We live in a world that doesn’t make compassion easy. So much drive, competition and comparison all create conditions where we can end up being quite harsh and self critical. If we feel ashamed of ourselves, or our feelings thoughts and behaviours, then bringing some compassion to our situation can really really help. Compassion is different from sympathy. Sympathy enables us to feel the pain of our suffering, and the pain of others. Compassion brings feelings of kindness, friendliness and a ‘heartfelt wish’ that we or others may be happy. In compassionate meditation exercises there’s an additional focus on a warm kind internal voice tone and a softness in facial expression – these are important in helping us generate these feelings.
So often I work with people who are giving themselves a really hard time, for having a hard time. Compassion encourages us to bring a friendly curiosity to our experience, and a willingness to alleviate suffering. It encourages us to befriend ourselves and our experience. Meaning we can lean in and help – like we might for a really close friend, rather than spinning off into automatic patterns of self critical thinking and sometimes less than helpful coping strategies. If we’re being hard on ourselves we can get more and more entrenched in difficulty, find it harder to access help, meaning things are less likely to dissipate and ease naturally. Shame on the other hand, makes us want to crawl under a rock, pull a duvet over our head and hide away. It’s very hard on us and often creates secondary problems as things pile up around us metaphorically or literally. I find that compassion works like a balm for shame, dissipating it and allowing things to change.

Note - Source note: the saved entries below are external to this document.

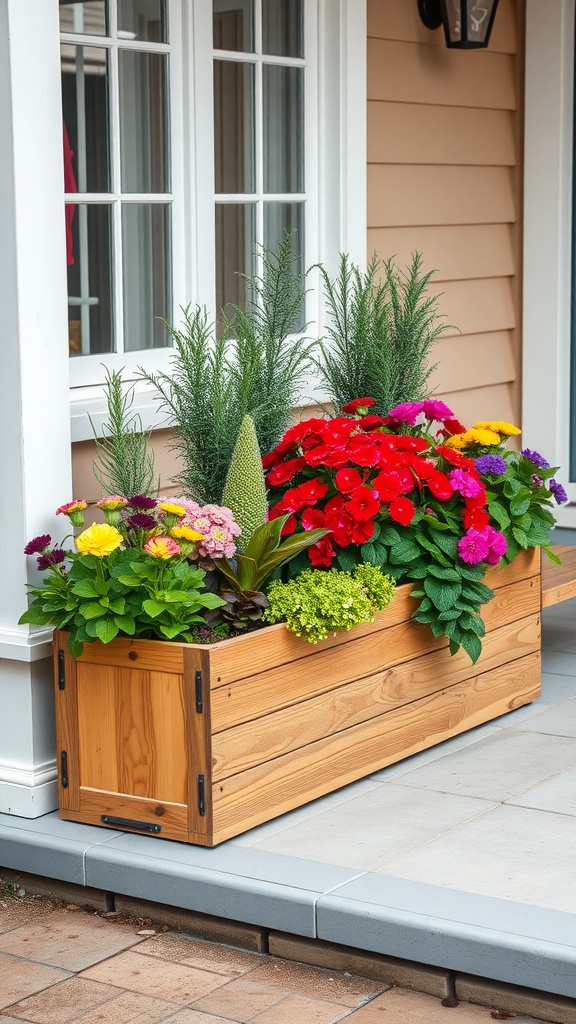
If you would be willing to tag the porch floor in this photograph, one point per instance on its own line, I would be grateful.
(461, 856)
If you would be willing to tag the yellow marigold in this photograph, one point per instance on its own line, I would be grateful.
(99, 539)
(187, 534)
(500, 426)
(172, 509)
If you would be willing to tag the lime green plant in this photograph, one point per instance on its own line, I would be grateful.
(318, 603)
(245, 492)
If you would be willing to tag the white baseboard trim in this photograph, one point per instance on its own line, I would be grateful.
(19, 645)
(29, 793)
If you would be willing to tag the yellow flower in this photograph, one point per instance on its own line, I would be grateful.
(500, 426)
(187, 534)
(172, 509)
(98, 540)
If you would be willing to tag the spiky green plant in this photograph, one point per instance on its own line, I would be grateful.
(382, 327)
(272, 357)
(124, 462)
(245, 491)
(200, 395)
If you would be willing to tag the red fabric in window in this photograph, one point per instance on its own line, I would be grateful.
(69, 185)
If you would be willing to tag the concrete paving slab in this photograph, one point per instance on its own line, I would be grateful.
(506, 853)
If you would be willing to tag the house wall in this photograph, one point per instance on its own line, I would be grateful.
(445, 179)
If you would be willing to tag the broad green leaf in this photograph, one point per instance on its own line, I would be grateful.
(106, 629)
(442, 594)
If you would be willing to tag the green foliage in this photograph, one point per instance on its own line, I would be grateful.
(126, 592)
(318, 603)
(382, 329)
(124, 463)
(256, 368)
(245, 492)
(271, 355)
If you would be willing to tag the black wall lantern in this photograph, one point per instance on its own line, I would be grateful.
(467, 24)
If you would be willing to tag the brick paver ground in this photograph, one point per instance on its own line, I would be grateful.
(66, 966)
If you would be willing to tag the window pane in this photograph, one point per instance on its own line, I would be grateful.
(234, 126)
(89, 18)
(281, 218)
(235, 247)
(142, 19)
(147, 274)
(283, 129)
(85, 112)
(144, 122)
(234, 25)
(89, 280)
(282, 28)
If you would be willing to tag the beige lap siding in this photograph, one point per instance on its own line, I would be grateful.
(445, 178)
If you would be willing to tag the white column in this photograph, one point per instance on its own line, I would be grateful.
(35, 453)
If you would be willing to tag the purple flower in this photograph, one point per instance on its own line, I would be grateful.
(464, 483)
(436, 410)
(536, 458)
(50, 558)
(558, 491)
(139, 520)
(38, 544)
(142, 503)
(491, 464)
(474, 547)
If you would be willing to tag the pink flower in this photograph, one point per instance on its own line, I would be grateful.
(474, 547)
(464, 482)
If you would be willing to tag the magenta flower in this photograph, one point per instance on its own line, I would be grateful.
(407, 412)
(38, 545)
(436, 410)
(464, 482)
(474, 547)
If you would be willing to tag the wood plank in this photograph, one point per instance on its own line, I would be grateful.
(399, 19)
(67, 725)
(456, 252)
(265, 692)
(259, 794)
(159, 655)
(465, 360)
(254, 742)
(132, 737)
(559, 582)
(409, 195)
(172, 818)
(409, 73)
(420, 133)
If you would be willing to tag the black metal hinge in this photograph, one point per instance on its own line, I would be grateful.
(201, 796)
(62, 676)
(199, 698)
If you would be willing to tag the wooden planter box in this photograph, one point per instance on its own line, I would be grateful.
(199, 743)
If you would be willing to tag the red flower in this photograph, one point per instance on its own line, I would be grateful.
(362, 504)
(358, 406)
(402, 511)
(312, 519)
(440, 485)
(476, 518)
(347, 479)
(285, 472)
(386, 485)
(322, 553)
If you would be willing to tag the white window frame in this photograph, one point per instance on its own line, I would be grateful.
(335, 172)
(547, 236)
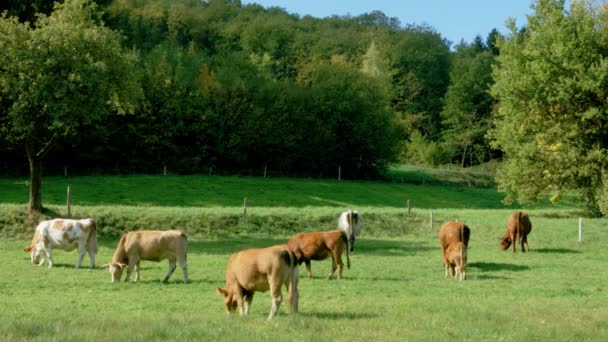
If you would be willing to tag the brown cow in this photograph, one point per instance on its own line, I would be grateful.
(456, 255)
(518, 228)
(319, 246)
(454, 240)
(152, 245)
(260, 269)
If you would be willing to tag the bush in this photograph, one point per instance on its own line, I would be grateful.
(419, 150)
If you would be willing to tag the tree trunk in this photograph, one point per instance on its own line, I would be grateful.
(35, 202)
(464, 154)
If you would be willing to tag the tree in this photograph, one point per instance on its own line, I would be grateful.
(552, 124)
(468, 103)
(64, 71)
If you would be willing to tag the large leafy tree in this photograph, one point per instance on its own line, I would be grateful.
(468, 104)
(551, 82)
(65, 71)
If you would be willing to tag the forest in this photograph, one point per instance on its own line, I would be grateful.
(237, 88)
(122, 87)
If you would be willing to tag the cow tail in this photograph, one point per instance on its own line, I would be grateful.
(93, 237)
(518, 232)
(345, 237)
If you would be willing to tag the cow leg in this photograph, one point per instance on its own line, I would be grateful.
(525, 240)
(49, 255)
(513, 241)
(171, 269)
(308, 269)
(82, 250)
(132, 262)
(292, 290)
(275, 288)
(92, 255)
(248, 300)
(184, 265)
(333, 269)
(137, 268)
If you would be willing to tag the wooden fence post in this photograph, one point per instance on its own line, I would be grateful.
(69, 201)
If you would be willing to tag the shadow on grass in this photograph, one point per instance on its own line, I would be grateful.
(388, 247)
(487, 277)
(338, 315)
(497, 266)
(556, 251)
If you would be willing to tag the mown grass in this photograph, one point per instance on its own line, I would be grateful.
(395, 290)
(226, 191)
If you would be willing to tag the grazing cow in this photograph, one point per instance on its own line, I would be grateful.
(454, 240)
(518, 228)
(456, 256)
(152, 245)
(319, 246)
(350, 222)
(260, 269)
(65, 234)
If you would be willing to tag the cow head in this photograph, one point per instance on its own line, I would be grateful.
(352, 219)
(34, 253)
(115, 269)
(229, 300)
(505, 242)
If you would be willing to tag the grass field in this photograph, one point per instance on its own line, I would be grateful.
(394, 291)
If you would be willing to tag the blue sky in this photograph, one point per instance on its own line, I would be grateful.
(453, 19)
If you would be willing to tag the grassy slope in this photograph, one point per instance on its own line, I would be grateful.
(394, 291)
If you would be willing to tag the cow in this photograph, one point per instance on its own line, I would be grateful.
(151, 245)
(65, 234)
(319, 246)
(260, 269)
(518, 228)
(454, 241)
(350, 222)
(456, 256)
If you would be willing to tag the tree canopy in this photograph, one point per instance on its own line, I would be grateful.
(65, 71)
(551, 83)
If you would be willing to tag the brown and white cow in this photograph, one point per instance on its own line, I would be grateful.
(260, 269)
(151, 245)
(454, 240)
(65, 234)
(518, 228)
(320, 246)
(351, 223)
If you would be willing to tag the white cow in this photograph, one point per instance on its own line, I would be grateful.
(65, 234)
(350, 222)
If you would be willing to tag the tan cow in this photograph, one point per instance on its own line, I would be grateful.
(152, 245)
(351, 223)
(65, 234)
(260, 269)
(454, 240)
(518, 228)
(319, 246)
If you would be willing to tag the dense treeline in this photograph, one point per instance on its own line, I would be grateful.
(237, 88)
(217, 85)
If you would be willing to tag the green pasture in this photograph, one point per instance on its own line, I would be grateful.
(394, 291)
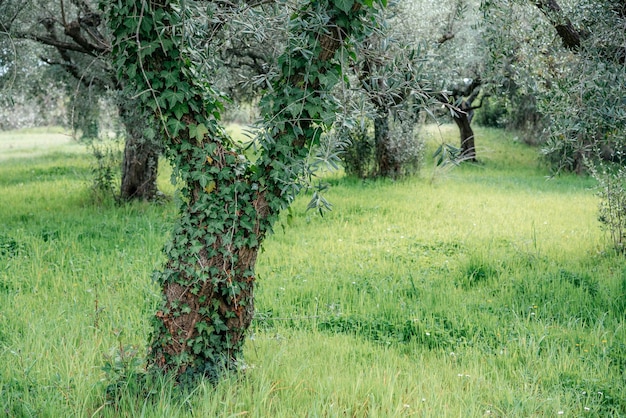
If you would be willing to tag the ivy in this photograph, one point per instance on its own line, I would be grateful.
(228, 203)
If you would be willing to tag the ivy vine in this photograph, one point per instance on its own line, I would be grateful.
(229, 204)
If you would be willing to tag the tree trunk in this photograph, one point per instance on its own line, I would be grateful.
(228, 205)
(463, 119)
(141, 156)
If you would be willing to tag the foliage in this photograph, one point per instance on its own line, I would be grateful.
(543, 332)
(228, 203)
(107, 156)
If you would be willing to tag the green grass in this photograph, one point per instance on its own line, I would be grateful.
(485, 289)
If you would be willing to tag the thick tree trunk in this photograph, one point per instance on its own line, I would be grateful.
(564, 28)
(141, 155)
(139, 170)
(381, 141)
(227, 205)
(208, 282)
(463, 119)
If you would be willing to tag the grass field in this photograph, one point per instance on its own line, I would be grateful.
(484, 290)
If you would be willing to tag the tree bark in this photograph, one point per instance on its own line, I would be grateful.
(463, 119)
(227, 204)
(384, 156)
(139, 170)
(141, 156)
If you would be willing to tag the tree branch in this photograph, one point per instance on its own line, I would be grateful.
(569, 35)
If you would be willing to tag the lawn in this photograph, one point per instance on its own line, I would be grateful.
(481, 290)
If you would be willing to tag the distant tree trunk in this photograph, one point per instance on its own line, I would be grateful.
(381, 141)
(463, 119)
(139, 170)
(141, 157)
(227, 204)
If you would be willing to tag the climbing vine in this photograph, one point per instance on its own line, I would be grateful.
(229, 204)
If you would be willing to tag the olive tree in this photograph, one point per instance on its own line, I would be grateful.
(71, 39)
(575, 54)
(229, 203)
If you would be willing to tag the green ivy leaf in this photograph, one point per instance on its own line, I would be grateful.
(344, 5)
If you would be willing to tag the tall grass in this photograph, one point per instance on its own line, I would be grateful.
(482, 290)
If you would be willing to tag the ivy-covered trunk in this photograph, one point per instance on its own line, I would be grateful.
(229, 204)
(384, 158)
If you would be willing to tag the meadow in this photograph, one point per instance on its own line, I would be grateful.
(480, 290)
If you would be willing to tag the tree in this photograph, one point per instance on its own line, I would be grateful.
(71, 36)
(229, 203)
(576, 54)
(388, 74)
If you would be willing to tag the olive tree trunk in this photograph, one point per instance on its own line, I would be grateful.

As Paul Gilbert says: by opening your heart to compassion for your difficulties, you can take the first steps towards dealing with them in a new way’.
If it feels hard being compassionate to ourselves, or others, we can start by acting ‘as if’ we were. Just like an actor might before getting into role. Bringing a heartfelt intention to be self compassionate, enables the feelings to follow.

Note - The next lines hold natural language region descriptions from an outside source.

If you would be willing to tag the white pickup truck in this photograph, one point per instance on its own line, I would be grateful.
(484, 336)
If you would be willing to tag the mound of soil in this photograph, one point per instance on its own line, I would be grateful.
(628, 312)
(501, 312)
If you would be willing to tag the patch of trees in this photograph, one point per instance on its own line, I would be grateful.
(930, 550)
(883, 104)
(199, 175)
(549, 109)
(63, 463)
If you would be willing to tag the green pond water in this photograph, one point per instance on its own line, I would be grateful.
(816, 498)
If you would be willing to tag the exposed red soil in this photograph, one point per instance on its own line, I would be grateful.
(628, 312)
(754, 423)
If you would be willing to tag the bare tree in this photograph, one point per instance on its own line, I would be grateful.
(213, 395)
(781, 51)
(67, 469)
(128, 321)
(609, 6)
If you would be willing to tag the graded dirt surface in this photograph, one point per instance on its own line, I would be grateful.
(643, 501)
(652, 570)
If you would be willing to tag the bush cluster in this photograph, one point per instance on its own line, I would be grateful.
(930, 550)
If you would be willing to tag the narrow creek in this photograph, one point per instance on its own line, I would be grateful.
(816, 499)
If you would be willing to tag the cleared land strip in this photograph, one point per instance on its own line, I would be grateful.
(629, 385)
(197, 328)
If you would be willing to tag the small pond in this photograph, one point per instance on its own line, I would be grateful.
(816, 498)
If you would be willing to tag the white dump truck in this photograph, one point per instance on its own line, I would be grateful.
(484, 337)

My favourite instant compassion exercise – is ‘what would I say to a friend in this situation’? So often this enables us to access feelings of compassion that we would find hard to tap into for ourselves. We’re often more compassionate to friends than we are to ourselves. My other favourite pocket practice is to put a hand over the heart and say ‘let me be kind to myself’. It’s a powerful intention that can make a huge difference.
Doing something caring for someone else, or for yourself, is a great way to boost your mood. Compassion makes us feel useful, connected and brings meaning. A random act of kindness for someone else is a guaranteed mood boost. Or for yourself! Perhaps making yourself a cup of tea and allowing yourself to fully enjoy it. Or sending a really heartfelt message to a friend telling them how much you value them.
A gratitude diary is a really lovely way to foster feelings of compassion. When I remember I whip mine out over dinner with the kids and we all say three things we’re grateful for. A nice sandwich, my son finding my glasses, that it’s sunny today. These can all help us access feelings of compassion and soothe us. We’re drawing our attention to things that ARE happening, but that we have a human tendency to gloss over. We’re wired to survive not thrive, straight onto the next thing. Getting more, staying safe, planning etc. In fact a deep appreciation of small things seems to make people much happier.
I’m going to be sharing lots of mindfulness practices, some especially compassion focussed, which can really support you with developing these skills. I hope there’s something in here that has felt helpful and that you can bring compassion to whatever your day brings you next.